Gericht: Oberverwaltungsgericht Sachsen-Anhalt
Beschluss verkündet am 20.04.2006
Aktenzeichen: 5 L 3/05
Rechtsgebiete: PersVG LSA


Vorschriften:

PersVG LSA § 42 I
Die Kosten für die anwaltliche Vertretung des Personalrats im gerichtlichen Verfahren sind grundsätzlich erstattungspflichtig.
OBERVERWALTUNGSGERICHT DES LANDES SACHSEN-ANHALT BESCHLUSS

Aktenz.: 5 L 3/05

Datum: 20.04.2006

Gründe:

I.

Gegenstand dieses Verfahren ist die Frage, ob der Beteiligte verpflichtet ist, die Kosten der anwaltlichen Vertretung des Antragstellers in Verfahren vor dem Verwaltungsgericht Magdeburg bzw. dem Oberverwaltungsgericht zu tragen. Dem liegt im Wesentlichen folgender Sachverhalt zu Grunde: Zwischen den Beteiligten bestand Streit um die Mitbestimmungsrechte des Antragstellers bei dem Erlass von Beurteilungsrichtlinien. Hierzu waren vor dem Verwaltungsgericht Magdeburg die personalvertretungsrechtlichen Verfahren 11 A 5/04 und 11 B 2/04 sowie vor dem Oberverwaltungsgericht das Beschwerdeverfahren 5 L 7/04 anhängig. In allen Verfahren wurde der Antragsteller durch Herrn Rechtsanwalt D. vertreten; der jeweiligen Beauftragung lag ein entsprechender Beschluss des Antragstellers zu Grunde. Streitgegenstand war die Beteiligung der Personalvertretung bei dem Erlass von Beurteilungsrichtlinien.
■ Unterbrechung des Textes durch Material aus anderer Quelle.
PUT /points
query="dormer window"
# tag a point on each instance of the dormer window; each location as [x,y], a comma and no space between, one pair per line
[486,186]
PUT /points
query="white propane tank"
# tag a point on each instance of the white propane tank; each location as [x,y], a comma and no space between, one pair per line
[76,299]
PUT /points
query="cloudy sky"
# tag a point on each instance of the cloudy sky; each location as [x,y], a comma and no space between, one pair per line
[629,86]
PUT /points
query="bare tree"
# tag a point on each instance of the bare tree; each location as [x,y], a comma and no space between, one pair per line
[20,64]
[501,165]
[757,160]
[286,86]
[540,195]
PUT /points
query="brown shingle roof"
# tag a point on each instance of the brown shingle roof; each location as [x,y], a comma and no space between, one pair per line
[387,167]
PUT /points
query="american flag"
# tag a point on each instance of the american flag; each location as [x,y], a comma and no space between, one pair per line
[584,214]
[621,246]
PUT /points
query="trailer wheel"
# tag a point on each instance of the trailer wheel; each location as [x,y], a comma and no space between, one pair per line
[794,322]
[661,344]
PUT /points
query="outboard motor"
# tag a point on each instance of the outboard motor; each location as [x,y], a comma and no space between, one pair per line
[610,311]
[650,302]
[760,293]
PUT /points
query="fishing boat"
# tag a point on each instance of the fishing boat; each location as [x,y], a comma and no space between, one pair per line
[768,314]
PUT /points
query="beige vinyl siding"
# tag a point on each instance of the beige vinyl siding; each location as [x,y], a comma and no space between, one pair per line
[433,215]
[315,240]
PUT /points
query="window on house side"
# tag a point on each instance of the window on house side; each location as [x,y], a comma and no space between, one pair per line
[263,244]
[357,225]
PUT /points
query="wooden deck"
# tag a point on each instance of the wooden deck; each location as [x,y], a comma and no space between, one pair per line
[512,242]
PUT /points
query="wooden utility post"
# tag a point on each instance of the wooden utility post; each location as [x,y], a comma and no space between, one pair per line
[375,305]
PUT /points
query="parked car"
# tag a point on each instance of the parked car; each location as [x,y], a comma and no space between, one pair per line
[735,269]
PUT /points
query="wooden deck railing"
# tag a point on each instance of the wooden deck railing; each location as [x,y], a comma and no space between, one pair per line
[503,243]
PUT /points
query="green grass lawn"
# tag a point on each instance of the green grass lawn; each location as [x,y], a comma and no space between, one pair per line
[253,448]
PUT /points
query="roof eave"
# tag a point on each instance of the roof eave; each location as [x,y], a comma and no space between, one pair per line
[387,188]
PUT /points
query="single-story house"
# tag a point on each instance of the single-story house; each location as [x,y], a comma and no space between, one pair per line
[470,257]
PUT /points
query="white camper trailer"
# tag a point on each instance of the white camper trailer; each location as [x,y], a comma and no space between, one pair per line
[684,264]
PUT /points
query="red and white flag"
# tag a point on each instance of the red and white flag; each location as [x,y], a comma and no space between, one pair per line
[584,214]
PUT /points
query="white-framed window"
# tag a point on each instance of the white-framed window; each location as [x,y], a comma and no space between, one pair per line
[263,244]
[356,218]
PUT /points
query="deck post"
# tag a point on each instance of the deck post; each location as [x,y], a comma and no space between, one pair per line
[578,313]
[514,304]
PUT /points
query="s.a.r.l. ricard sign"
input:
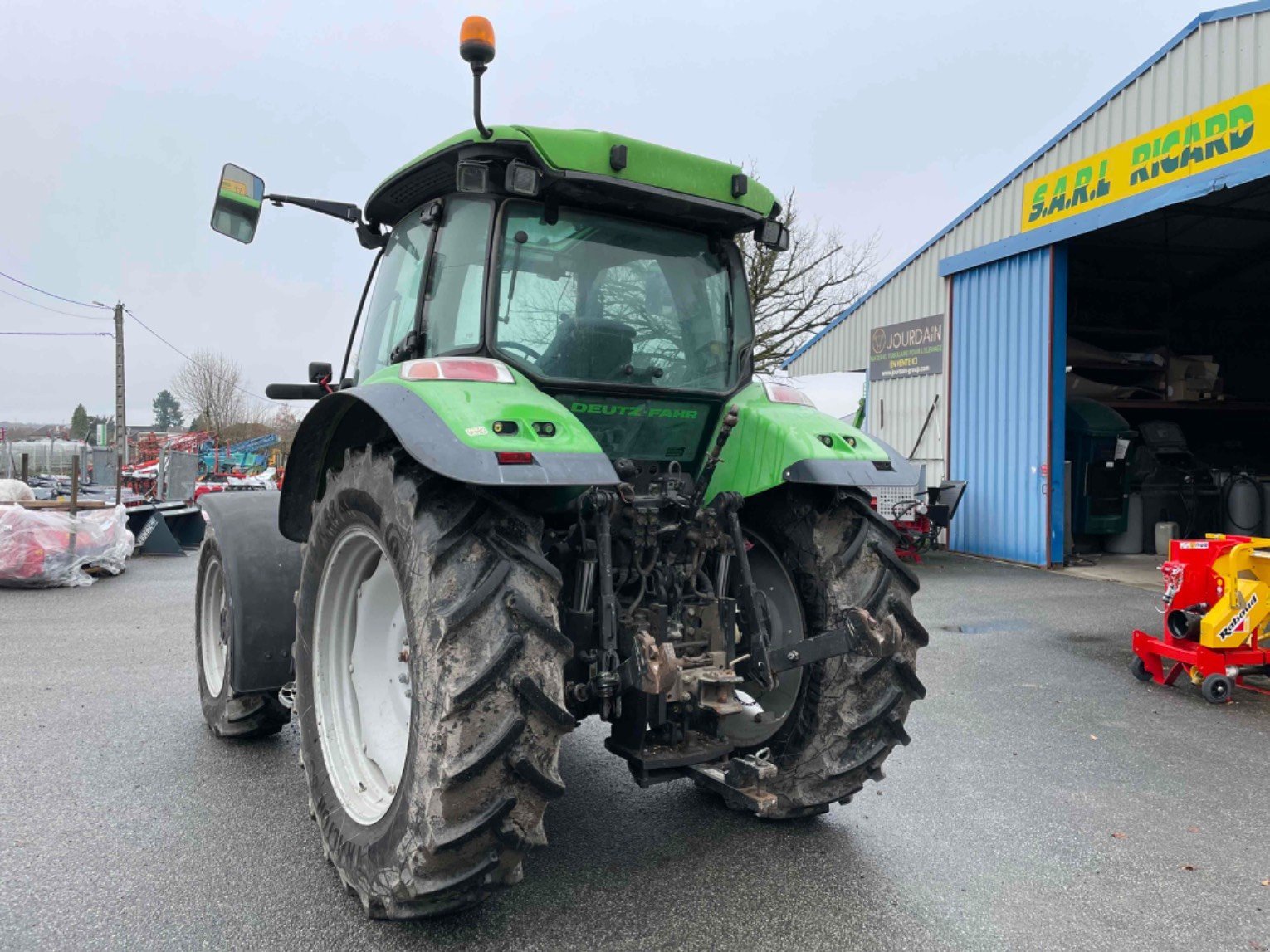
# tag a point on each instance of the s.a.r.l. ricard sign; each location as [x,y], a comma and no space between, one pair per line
[1204,139]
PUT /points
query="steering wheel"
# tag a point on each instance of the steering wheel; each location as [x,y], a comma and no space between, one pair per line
[515,345]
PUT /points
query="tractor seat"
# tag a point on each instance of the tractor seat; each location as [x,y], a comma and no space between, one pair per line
[589,348]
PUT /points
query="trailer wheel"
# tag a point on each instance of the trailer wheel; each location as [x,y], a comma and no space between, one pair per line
[429,683]
[1217,688]
[227,715]
[850,711]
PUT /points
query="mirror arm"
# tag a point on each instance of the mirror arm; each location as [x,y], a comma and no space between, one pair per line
[337,210]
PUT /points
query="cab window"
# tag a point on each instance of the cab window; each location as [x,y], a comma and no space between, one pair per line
[452,305]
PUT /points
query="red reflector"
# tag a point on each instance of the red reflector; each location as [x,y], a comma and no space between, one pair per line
[781,393]
[513,458]
[479,369]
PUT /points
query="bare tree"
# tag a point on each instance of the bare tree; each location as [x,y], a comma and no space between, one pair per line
[208,385]
[798,292]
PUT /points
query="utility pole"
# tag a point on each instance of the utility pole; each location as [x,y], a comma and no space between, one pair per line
[121,431]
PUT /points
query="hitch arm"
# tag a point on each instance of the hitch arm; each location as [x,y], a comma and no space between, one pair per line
[754,608]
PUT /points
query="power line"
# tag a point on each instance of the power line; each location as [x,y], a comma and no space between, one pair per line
[55,334]
[50,294]
[208,369]
[54,310]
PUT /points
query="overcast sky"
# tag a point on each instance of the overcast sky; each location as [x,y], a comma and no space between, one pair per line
[117,117]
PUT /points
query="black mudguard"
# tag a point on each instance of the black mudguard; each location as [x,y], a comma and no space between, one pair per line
[261,573]
[362,415]
[898,471]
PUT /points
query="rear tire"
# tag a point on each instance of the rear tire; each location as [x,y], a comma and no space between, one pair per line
[227,715]
[850,712]
[486,671]
[1217,688]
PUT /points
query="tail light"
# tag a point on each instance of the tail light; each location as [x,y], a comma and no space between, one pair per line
[781,393]
[515,458]
[475,369]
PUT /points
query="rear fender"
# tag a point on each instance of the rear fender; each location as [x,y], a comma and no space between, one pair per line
[775,443]
[447,427]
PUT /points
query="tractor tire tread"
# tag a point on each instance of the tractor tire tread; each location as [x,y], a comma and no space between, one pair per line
[465,815]
[851,710]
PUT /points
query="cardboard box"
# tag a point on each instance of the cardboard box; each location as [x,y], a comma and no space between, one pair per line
[1193,378]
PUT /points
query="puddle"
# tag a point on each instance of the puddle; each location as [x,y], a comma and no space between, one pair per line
[983,627]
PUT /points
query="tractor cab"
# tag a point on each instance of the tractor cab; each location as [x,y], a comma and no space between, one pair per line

Der Antragsteller begehrte gegenüber dem Beteiligten die Übernahme der in den vorgenannten Verfahren entstandenen Anwaltskosten. Der Beteiligte lehnte die Übernahme der Kosten mit der Begründung ab, bei einer sorgfältigen Prüfung und Überlegung hätte der Antragsteller von einem gerichtlichen Verfahren absehen müssen; die Beauftragung des Prozessbevollmächtigten sei leichtfertig erfolgt.

Das Verwaltungsgericht hat mit Beschluss vom 22. Februar 2005 festgestellt, dass der Beteiligte die Kosten der anwaltlichen Vertretung des Antragstellers in den o. g. Verfahren zu tragen habe. Zur Begründung hat das Verwaltungsgericht im Wesentlichen ausgeführt, die Durchführung der gerichtlichen Verfahren sowie die damit verbundene Beauftragung des Prozessbevollmächtigten sei nicht mutwillig erfolgt, zumal die gerichtlichen Verfahren nicht von vornherein offensichtlich aussichtslos gewesen seien. Dies gelte insbesondere deswegen, weil Sachsen-Anhalt das einzige Bundesland sei, welches eine Mitbestimmungspflicht der Personalvertretung beim Erlass von Beurteilungsrichtlinien nicht gesetzlich geregelt habe.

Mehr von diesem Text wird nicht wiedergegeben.